O Tratado sobre o Funcionamento da União Europeia confere à Comissão Europeia poderes para conduzir as negociações de acordos comerciais em nome dos Estados-membros, “no âmbito das directrizes que o Conselho [leia-se: Estados-membros] lhe possa endereçar” (artigo 207.º, n.º 3, do referido Tratado). Não se trata por isso de um cheque em branco que os Estados-membros outorgam à Comissão. A Comissão está limitada pelas directrizes conferidas pelos Estados-membros no âmbito de um processo negocial específico. O TTIP não é excepção. O documento que endereça estas directrizes à Comissão foi aprovado pelos 28 Estados-membros da UE numa reunião do Conselho dos Negócios Estrangeiros em 14 de Junho de 2013 e foi com base nele que a Comissão foi mandatada para iniciar e conduzir as negociações com a contraparte norte-americana. Este mandato inclui directrizes orientadoras sobre a natureza e o âmbito do Acordo, os seus princípios gerais e objectivos, apresentando e balizando os seus três elementos-chave: a) acesso ao mercado; b) questões regulamentares e barreiras não pautais; e c) regras (incluindo direito de propriedade intelectual, comércio e desenvolvimento sustentável).

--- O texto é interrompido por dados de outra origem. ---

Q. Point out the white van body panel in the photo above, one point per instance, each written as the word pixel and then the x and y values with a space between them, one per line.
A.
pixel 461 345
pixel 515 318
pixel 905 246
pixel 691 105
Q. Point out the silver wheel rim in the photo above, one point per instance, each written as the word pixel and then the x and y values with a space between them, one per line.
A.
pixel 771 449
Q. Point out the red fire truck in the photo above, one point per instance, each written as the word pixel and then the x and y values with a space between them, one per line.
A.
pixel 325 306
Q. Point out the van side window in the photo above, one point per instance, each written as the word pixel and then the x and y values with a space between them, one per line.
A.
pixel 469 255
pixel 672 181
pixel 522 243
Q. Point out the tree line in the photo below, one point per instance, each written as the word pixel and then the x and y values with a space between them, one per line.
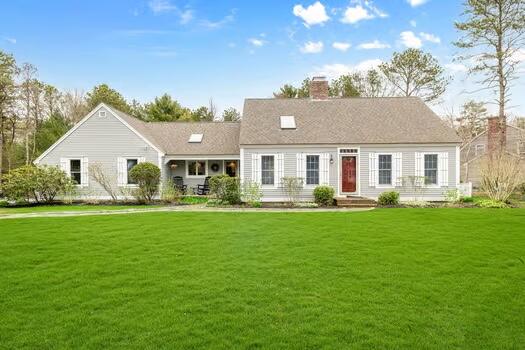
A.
pixel 491 39
pixel 35 114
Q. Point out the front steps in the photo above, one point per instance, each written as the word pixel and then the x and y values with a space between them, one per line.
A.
pixel 355 202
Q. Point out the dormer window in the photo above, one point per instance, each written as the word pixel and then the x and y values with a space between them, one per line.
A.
pixel 195 138
pixel 288 122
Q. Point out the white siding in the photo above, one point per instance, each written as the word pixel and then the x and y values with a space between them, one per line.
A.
pixel 404 156
pixel 101 140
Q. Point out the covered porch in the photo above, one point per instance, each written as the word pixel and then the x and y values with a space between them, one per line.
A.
pixel 192 173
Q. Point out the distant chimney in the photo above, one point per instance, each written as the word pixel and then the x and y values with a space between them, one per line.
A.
pixel 319 88
pixel 496 135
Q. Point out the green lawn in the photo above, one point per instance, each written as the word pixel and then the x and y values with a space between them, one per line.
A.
pixel 391 278
pixel 82 207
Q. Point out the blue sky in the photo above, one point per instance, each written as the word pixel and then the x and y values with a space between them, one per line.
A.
pixel 227 50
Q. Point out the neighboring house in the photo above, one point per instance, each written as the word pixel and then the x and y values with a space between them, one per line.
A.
pixel 473 153
pixel 359 146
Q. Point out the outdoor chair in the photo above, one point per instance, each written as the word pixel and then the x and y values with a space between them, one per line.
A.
pixel 178 181
pixel 204 189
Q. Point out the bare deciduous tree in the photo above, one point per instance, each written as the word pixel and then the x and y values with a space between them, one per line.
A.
pixel 493 35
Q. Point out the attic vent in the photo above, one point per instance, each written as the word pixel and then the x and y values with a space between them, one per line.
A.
pixel 287 122
pixel 195 138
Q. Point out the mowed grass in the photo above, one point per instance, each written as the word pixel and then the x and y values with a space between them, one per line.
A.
pixel 392 278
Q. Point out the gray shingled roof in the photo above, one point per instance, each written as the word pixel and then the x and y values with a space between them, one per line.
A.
pixel 172 137
pixel 343 121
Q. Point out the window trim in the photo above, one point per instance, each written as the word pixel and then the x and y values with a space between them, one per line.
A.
pixel 392 160
pixel 196 176
pixel 306 169
pixel 476 152
pixel 425 185
pixel 275 182
pixel 69 165
pixel 127 171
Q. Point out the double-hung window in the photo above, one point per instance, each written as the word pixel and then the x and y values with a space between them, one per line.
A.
pixel 197 168
pixel 75 170
pixel 431 169
pixel 312 170
pixel 130 163
pixel 384 168
pixel 267 170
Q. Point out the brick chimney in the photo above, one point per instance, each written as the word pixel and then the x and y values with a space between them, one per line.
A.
pixel 319 88
pixel 496 135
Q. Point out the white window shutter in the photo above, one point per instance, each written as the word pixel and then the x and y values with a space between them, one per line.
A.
pixel 324 168
pixel 256 164
pixel 372 169
pixel 397 169
pixel 85 172
pixel 121 174
pixel 280 169
pixel 301 166
pixel 420 169
pixel 65 166
pixel 443 169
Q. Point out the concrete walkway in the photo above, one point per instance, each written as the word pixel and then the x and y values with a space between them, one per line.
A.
pixel 182 208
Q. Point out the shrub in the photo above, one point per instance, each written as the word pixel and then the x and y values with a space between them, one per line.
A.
pixel 105 180
pixel 467 200
pixel 226 189
pixel 147 177
pixel 500 176
pixel 388 198
pixel 38 183
pixel 19 184
pixel 324 195
pixel 170 193
pixel 251 193
pixel 292 187
pixel 491 203
pixel 51 181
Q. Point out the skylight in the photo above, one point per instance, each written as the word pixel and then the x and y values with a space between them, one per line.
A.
pixel 287 122
pixel 195 138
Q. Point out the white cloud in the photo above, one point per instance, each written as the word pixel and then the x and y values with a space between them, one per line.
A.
pixel 218 24
pixel 337 69
pixel 430 37
pixel 415 3
pixel 256 42
pixel 165 6
pixel 456 67
pixel 312 47
pixel 311 15
pixel 363 10
pixel 161 6
pixel 409 39
pixel 376 44
pixel 341 46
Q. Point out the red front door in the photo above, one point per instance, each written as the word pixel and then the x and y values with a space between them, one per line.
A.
pixel 349 174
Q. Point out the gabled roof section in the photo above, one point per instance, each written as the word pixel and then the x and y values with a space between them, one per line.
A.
pixel 125 119
pixel 343 120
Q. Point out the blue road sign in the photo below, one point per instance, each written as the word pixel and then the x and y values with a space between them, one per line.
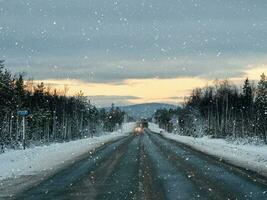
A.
pixel 23 113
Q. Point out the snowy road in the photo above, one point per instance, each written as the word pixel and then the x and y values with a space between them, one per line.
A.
pixel 149 167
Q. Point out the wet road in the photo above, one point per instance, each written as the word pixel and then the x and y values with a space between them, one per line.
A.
pixel 148 167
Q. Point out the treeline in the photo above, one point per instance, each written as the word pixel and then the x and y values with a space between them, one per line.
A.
pixel 53 116
pixel 221 110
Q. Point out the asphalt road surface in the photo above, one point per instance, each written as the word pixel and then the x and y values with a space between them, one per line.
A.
pixel 149 167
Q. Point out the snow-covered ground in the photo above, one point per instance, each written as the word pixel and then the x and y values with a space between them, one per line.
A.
pixel 32 161
pixel 251 157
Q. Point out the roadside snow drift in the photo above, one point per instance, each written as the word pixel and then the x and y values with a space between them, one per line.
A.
pixel 251 157
pixel 15 163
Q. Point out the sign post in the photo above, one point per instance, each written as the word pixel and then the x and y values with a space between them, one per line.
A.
pixel 23 113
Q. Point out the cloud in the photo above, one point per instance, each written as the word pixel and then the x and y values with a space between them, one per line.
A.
pixel 108 41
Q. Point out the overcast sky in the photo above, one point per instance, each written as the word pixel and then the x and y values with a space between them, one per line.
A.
pixel 108 42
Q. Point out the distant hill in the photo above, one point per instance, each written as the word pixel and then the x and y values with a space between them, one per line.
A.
pixel 145 110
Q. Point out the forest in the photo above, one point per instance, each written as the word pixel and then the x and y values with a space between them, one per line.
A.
pixel 222 110
pixel 53 115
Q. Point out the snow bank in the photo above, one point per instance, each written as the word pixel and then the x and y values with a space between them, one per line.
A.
pixel 247 156
pixel 15 163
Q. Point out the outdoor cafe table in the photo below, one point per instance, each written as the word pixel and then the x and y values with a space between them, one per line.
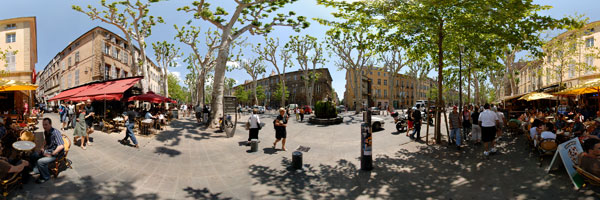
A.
pixel 145 128
pixel 23 147
pixel 118 121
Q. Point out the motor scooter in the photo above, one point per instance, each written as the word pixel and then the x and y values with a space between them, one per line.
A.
pixel 400 121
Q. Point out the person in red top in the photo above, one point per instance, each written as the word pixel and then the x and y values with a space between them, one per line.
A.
pixel 589 160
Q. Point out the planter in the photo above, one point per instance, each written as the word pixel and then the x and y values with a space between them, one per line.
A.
pixel 326 121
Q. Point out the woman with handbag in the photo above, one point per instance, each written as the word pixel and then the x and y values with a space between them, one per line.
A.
pixel 253 125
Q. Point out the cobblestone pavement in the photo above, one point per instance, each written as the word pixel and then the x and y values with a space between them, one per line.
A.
pixel 188 162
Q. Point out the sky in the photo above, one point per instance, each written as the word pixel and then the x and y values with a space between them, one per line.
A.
pixel 58 24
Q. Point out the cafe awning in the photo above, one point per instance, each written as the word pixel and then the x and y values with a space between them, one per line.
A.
pixel 150 97
pixel 106 90
pixel 537 96
pixel 12 85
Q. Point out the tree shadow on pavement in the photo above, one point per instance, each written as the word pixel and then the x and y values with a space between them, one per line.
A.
pixel 84 188
pixel 203 193
pixel 433 171
pixel 168 151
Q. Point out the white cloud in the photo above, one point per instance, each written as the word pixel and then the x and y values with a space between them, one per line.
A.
pixel 178 75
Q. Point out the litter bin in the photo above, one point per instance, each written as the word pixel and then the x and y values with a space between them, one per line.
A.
pixel 254 145
pixel 297 160
pixel 175 113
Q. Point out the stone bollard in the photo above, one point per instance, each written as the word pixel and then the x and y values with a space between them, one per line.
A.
pixel 297 160
pixel 254 145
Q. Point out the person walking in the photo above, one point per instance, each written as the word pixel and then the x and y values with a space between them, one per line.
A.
pixel 466 121
pixel 455 125
pixel 53 148
pixel 409 122
pixel 89 120
pixel 129 118
pixel 417 123
pixel 254 125
pixel 62 111
pixel 280 128
pixel 79 131
pixel 71 113
pixel 475 129
pixel 488 120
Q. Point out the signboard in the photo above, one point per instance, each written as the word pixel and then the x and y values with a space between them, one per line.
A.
pixel 229 104
pixel 568 152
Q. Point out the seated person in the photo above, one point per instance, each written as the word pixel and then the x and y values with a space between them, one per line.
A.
pixel 548 134
pixel 578 127
pixel 560 122
pixel 7 168
pixel 589 159
pixel 53 148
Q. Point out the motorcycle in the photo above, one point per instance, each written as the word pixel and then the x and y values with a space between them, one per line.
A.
pixel 401 123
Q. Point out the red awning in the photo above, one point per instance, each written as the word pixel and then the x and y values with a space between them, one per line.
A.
pixel 150 97
pixel 68 93
pixel 107 90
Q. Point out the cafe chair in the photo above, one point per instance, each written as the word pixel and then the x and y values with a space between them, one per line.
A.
pixel 107 125
pixel 547 147
pixel 12 182
pixel 588 178
pixel 26 136
pixel 62 161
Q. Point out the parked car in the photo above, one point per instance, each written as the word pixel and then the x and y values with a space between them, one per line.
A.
pixel 377 123
pixel 375 111
pixel 341 108
pixel 307 109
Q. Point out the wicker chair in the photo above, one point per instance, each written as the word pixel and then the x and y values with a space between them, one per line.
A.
pixel 587 177
pixel 11 183
pixel 108 126
pixel 547 147
pixel 62 160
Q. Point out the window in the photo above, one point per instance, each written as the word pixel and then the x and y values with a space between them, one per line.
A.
pixel 11 37
pixel 11 62
pixel 77 77
pixel 10 26
pixel 571 70
pixel 589 42
pixel 69 81
pixel 106 71
pixel 106 48
pixel 114 52
pixel 589 61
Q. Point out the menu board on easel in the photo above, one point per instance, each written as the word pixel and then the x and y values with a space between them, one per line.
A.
pixel 568 152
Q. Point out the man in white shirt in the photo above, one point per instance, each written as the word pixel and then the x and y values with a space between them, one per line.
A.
pixel 547 134
pixel 488 120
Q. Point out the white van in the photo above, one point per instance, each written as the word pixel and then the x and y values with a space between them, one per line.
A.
pixel 292 106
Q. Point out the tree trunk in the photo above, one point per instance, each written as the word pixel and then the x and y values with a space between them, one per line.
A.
pixel 440 42
pixel 166 83
pixel 146 80
pixel 200 88
pixel 218 81
pixel 254 84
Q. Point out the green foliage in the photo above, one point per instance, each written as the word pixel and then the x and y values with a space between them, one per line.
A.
pixel 242 95
pixel 325 109
pixel 175 90
pixel 277 93
pixel 260 94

Na história das negociações comerciais da UE, estes mandatos têm sido confidenciais e de circulação restrita entre a Comissão e os Estados-membros. Fruto da redefinição da estratégia de transparência, a negociação do TTIP alterou profundamente o procedimento e o mandato foi desclassificado em 9 de Outubro de 2013, passando a estar livremente disponível para consulta pública e online. Sabemos, portanto, à partida quais as linhas com que a Comissão pode coser o Acordo. Questionável, sim, a bondade desta medida do ponto de vista de estratégia negocial. Em termos de transparência, porém, consegue-se com dificuldade vislumbrar características de opacidade ou secretismo negocial.

2. Acesso e natureza da informação disponibilizada.

Informação pormenorizada sobre o Acordo e a sua negociação está disponível para consulta pública, quer no site da contraparte norte-americana, quer no site da Comissão Europeia em todos os formatos e para todos os gostos. Basta querer consultar e está lá tudo. Online pode encontrar-se o ponto de situação das negociações, o resultado das rondas negociais realizadas até ao momento, o esqueleto do Acordo e a descrição das matérias capítulo a capítulo, um Guia para o Leitor, um Glossário, blogs, press releases, artigos, notícias e o resultado de consultas públicas entretanto realizadas.

Mais recentemente a Comissão Europeia disponibilizou position papers com a orientação europeia sobre cada uma das matérias em negociação, bem como as propostas de redacção do articulado do Acordo, permitindo o escrutínio do seu texto numa versão próxima da final. Estão igualmente disponíveis e em permanente actualização fichas pormenorizadas sobre cada uma das matérias em discussão, bem como declarações, intervenções e discursos da Comissária responsável pelo Comércio, Cecilia Malmström, e Michael Froman, o interlocutor norte-americano. Encontramos o rol de eventos passados e futuros para debater e escrutinar o Acordo.

Mais. Em 2014, foi formado do lado europeu um grupo consultivo específico para o acompanhamento das negociações do TTIP que integra peritos que representam um amplo leque de áreas e de interesses sectoriais (desde protecção do ambiente, saúde, passando pela defesa do consumidor e dos trabalhadores). Este grupo tem a missão de se pronunciar sobre as diferentes matérias do Acordo, funcionando como um braço consultivo da Comissão Europeia. A ordem de trabalho das reuniões deste grupo de trabalho, bem como todos os relatórios produzidos são públicos e estão à distância de um clique.

3. Acesso aos textos consolidados do TTIP pelos membros do Parlamento Europeu.

No dia 1 de Dezembro foi dado mais um passo em prol da transparência das negociações. Comissão Europeia e Parlamento Europeu concluíram um acordo que permite a todos os eurodeputados aceder aos textos consolidados do TTIP. Isto não significa que até ao momento esse acesso não fosse permitido. Pelo contrário. O acesso era permitido, mas apenas a um número restrito de eurodeputados (cerca de 30) e em termos limitados. As novas regras de acesso aos documentos vêm agora permitir a consulta por todos os membros do Parlamento Europeu a todos os textos em negociação, incluindo os textos com as propostas norte-americanas. Os documentos serão disponibilizados numa sala própria no edifício do Parlamento Europeu, podendo os eurodeputados tirar notas e usar a informação para sustentar as suas posições técnicas e políticas. Este acesso não deixa, contudo, de estar sujeito a procedimentos de confidencialidade, desejáveis em qualquer processo negocial.

Pode-se concordar ou descordar da bondade de acordos comerciais e de investimento, como o TTIP ou outros acordos com a mesma natureza celebrados entre a União Europeia e suas contrapartes. Pode-se concordar ou descordar da bondade da estratégia negocial, técnica, económica, social ou geopolítica. Quanto aos epítetos sobre o secretismo e a opacidade das negociações, a margem para se descordar – se existente – não pode deixar de diminuir à medida que se aprofunda e desenvolve a estratégia de transparência adoptada em torno da negociação do Acordo. E ainda bem que assim é.